Sunday…Our 5K was derailed by illness and craptastic weather so not much to report on there. But we are set to make another attempt in a few weeks. I can’t wait to get out there tonight because its been over a week since I’ve been able to meander the streets of my ‘hood and try to keep up with Cooper. He is going to be uncontrollable tonight I’m sure so that person you see being dragged down the street by a 90 lb chocolate lab and screaming for him to stop…that will be me.

The End.

family stuff

24 Oct

My grandmother is doing well according to the doctors and was discharged from the hospital yesterday and transferred to a rehab facility.  She’ll be there for a few weeks and I guess we’ll go from there. 
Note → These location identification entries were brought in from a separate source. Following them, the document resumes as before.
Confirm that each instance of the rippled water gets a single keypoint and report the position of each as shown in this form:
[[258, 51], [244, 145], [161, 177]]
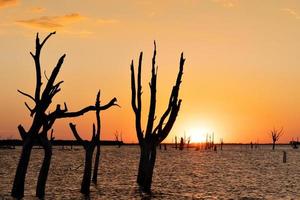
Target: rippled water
[[236, 172]]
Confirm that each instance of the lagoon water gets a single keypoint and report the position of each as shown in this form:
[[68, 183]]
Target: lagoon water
[[237, 172]]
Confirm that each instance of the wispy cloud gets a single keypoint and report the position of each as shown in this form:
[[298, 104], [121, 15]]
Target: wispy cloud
[[227, 3], [8, 3], [37, 9], [291, 12], [107, 21], [51, 22]]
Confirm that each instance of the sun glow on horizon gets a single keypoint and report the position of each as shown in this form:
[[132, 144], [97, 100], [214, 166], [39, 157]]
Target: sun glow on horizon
[[198, 134]]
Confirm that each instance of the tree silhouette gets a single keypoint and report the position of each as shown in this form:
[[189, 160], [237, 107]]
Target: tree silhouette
[[89, 147], [42, 121], [276, 134], [153, 136]]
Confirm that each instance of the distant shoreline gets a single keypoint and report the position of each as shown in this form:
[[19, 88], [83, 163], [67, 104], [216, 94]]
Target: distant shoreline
[[16, 142]]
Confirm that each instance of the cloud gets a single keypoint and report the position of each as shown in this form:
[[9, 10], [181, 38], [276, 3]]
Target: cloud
[[227, 3], [8, 3], [107, 21], [37, 9], [291, 12], [51, 22]]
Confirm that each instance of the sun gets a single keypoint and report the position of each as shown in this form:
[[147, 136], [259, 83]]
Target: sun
[[197, 134]]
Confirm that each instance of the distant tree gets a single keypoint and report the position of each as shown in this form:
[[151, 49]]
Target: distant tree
[[42, 121], [221, 143], [89, 147], [152, 137], [275, 135]]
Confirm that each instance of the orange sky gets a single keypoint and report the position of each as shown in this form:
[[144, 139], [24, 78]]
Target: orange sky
[[241, 76]]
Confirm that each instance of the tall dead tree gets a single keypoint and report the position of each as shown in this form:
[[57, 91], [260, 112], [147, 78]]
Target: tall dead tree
[[276, 134], [149, 139], [89, 147], [42, 121]]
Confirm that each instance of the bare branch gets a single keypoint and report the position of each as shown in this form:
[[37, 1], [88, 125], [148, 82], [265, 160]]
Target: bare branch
[[22, 132], [45, 40], [152, 106], [75, 133], [58, 113], [27, 95]]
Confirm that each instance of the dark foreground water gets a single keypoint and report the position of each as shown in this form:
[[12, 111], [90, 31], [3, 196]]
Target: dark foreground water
[[237, 172]]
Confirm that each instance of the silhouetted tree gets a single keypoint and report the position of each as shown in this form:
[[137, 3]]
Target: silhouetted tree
[[149, 139], [276, 134], [42, 121], [181, 145], [221, 143], [89, 147]]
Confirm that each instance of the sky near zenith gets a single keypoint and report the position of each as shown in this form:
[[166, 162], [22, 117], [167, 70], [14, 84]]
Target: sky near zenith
[[241, 76]]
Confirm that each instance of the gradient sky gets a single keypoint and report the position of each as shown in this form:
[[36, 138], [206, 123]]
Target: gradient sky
[[241, 77]]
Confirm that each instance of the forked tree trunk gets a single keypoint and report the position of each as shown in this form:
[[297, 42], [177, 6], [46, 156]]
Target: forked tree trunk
[[96, 165], [152, 136], [86, 180], [146, 167], [42, 179], [19, 180]]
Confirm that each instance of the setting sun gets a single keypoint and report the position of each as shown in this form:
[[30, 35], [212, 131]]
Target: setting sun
[[198, 134]]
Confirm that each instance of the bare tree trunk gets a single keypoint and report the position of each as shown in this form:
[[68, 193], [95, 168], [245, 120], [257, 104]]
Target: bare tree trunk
[[19, 180], [151, 156], [86, 180], [43, 175], [146, 166], [96, 165], [141, 170]]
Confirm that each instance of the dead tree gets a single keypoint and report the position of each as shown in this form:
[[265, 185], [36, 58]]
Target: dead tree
[[119, 142], [276, 134], [89, 147], [42, 121], [152, 137]]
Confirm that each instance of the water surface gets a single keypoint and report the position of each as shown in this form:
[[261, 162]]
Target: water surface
[[237, 172]]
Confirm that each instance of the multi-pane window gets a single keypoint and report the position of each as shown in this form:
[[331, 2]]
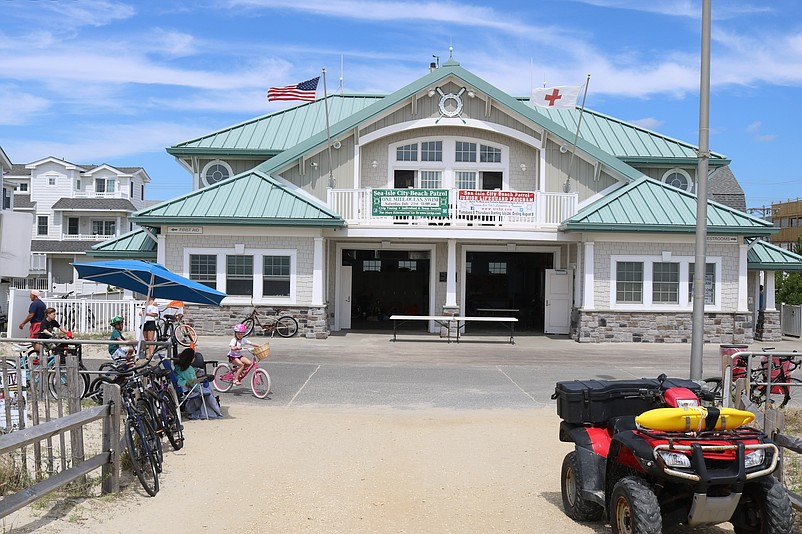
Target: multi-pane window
[[466, 152], [276, 276], [431, 179], [203, 269], [239, 275], [497, 267], [489, 154], [466, 179], [710, 283], [665, 283], [629, 282], [407, 152], [103, 227], [431, 151]]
It’s hard to still think of yourself as a kid and to watch the adults in your life age and deal with the ailments that go along with that.  The woman that was propped up in the hospital recliner is the same one that made my brother and me a bowl of Cheerios and a glass of chocolate milk in the mornings when we’d spend weekends at our grandparents house.  She used to be a master of the holiday feast.  She made turkey, dressing and all the fixings, plus a coconut cake for every holiday gathering that would make Paula Deen cry with jealousy.  She was an impeccable housekeeper and there was nary a speck of dust to be found in her home.  My brother and I would sock-skate through the utility room on the shiny green linoleum and our white socks would still be white after our roller derby marathons.  Over the years macular degeneration has taken much of her eyesight and there are now some dust bunnies lying around her apartment, but it’s still probably cleaner than my house.
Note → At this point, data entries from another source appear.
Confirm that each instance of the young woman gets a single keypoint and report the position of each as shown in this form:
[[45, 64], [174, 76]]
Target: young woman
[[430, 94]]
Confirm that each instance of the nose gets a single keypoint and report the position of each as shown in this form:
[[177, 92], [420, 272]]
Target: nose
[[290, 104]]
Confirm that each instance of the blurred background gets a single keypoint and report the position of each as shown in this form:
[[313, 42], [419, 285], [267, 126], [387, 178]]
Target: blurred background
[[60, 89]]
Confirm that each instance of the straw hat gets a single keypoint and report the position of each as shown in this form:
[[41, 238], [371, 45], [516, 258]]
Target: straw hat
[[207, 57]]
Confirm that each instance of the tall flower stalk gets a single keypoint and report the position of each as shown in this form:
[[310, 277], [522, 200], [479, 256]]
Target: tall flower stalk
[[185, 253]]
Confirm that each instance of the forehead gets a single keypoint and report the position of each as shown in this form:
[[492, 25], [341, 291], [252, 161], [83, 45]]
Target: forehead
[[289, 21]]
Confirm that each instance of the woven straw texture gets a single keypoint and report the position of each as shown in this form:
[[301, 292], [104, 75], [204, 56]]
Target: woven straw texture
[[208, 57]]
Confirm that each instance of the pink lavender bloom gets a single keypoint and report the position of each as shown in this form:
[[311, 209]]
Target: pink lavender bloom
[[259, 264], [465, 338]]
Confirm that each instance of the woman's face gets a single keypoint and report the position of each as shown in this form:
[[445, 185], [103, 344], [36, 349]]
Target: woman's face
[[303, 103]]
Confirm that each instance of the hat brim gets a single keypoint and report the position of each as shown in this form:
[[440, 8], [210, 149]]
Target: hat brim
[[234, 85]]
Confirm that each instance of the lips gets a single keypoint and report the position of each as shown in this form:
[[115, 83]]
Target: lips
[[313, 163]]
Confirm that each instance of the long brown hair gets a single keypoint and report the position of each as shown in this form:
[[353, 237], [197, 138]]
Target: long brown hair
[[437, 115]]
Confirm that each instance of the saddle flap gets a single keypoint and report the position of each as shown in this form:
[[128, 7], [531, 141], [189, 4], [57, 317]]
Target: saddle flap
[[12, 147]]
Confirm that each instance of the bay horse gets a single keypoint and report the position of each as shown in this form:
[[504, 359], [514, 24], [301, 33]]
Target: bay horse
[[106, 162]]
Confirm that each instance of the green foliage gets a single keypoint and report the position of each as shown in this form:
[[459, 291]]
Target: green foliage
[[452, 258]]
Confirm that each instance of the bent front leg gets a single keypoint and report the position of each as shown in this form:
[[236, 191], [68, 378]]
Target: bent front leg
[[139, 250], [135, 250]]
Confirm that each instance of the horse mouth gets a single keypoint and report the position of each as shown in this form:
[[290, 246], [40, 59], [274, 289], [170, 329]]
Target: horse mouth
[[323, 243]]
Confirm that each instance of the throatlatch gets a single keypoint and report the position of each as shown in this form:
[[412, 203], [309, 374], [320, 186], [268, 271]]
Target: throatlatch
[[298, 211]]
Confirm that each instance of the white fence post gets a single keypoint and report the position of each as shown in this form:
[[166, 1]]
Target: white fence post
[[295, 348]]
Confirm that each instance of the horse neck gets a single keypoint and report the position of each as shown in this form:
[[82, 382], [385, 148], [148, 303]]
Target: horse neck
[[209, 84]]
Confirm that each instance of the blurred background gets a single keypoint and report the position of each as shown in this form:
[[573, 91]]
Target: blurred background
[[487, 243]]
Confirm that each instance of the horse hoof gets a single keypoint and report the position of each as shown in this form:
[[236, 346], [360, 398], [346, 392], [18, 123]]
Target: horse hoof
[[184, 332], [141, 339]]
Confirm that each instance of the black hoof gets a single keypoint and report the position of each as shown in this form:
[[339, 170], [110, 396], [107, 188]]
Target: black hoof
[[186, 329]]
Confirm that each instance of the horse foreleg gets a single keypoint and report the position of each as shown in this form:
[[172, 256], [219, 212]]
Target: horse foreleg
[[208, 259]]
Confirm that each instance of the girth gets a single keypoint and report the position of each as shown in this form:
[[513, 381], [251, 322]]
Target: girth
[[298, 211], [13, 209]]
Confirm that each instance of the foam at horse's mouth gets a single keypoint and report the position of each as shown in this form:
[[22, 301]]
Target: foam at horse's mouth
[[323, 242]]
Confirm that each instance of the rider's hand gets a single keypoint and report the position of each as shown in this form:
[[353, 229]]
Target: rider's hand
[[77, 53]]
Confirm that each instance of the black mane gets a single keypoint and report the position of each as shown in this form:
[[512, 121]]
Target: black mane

It was so great to see her this weekend but also difficult.  She’s never been incapacitated like this and it is just hard to see her so physically helpless.  I’m sure it’s tough for her as well to not be able to do for herself like before.  But recovery looks positive and she is surrounded by people who love her.  The family took turns staying at the hospital with her around the clock so she’s never been alone.  (which is another post altogether as my grandma is, shall we say, “particular” about many things)

What is it about unfortunate events that bring people closer together?  My extended family is not what you’d consider close.  We’ve never been the type of family to just drop in on each other or call to chat that much with the exception of the grandparents.  We used to get together for the major holidays at my grandparents’ house but after grandpa died and grandma “moved to town” those gatherings sort of tapered off.  I don’t know why really, I guess we’re just ornery that way. 
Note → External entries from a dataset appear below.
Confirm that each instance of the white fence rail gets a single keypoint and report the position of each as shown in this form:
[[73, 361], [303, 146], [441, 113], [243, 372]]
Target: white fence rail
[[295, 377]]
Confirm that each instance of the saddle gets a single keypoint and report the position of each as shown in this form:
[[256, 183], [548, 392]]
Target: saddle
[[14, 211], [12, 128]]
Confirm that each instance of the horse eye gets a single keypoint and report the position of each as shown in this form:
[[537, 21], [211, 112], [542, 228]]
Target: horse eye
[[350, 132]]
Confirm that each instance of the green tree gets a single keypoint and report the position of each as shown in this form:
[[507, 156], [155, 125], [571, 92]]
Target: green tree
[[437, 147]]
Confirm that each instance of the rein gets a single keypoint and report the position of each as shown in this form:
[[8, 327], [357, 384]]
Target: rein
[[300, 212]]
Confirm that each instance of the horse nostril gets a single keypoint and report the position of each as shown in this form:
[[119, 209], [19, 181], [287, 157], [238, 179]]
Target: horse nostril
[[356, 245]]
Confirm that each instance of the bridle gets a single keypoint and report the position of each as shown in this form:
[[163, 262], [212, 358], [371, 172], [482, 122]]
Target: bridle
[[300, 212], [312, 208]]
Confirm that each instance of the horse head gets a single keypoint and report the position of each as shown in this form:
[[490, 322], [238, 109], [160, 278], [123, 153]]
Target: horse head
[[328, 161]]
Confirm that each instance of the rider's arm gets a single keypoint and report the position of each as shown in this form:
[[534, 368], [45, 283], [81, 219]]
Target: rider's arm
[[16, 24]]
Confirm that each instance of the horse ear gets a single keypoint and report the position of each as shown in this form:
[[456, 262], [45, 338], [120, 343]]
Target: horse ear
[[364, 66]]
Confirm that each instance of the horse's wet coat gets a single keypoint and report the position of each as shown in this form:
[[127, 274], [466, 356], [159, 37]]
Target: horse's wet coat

However, come a wedding (yes, some of these could be considered “unfortunate events”), funeral, or hospital stay and we manage to congregate at the scene.  Grandma’s hospital room was full of relatives I hadn’t seen in ages.  I saw an uncle and cousins I haven’t seen in over eight years and met a couple of my cousins’ children for the first time, as well as my uncle’s new wife. 

Grandma saw this event as bringing the family closer together and it has done that in various ways, for the time being.   And that’s good.  It was kind of weird actually.  But in a nice, although bittersweet way. 

So send up a prayer for my gramma if that’s your thing and I’ll be heading back to Weakley this weekend.  Wonder if I’ll meet a long lost auntie or some such?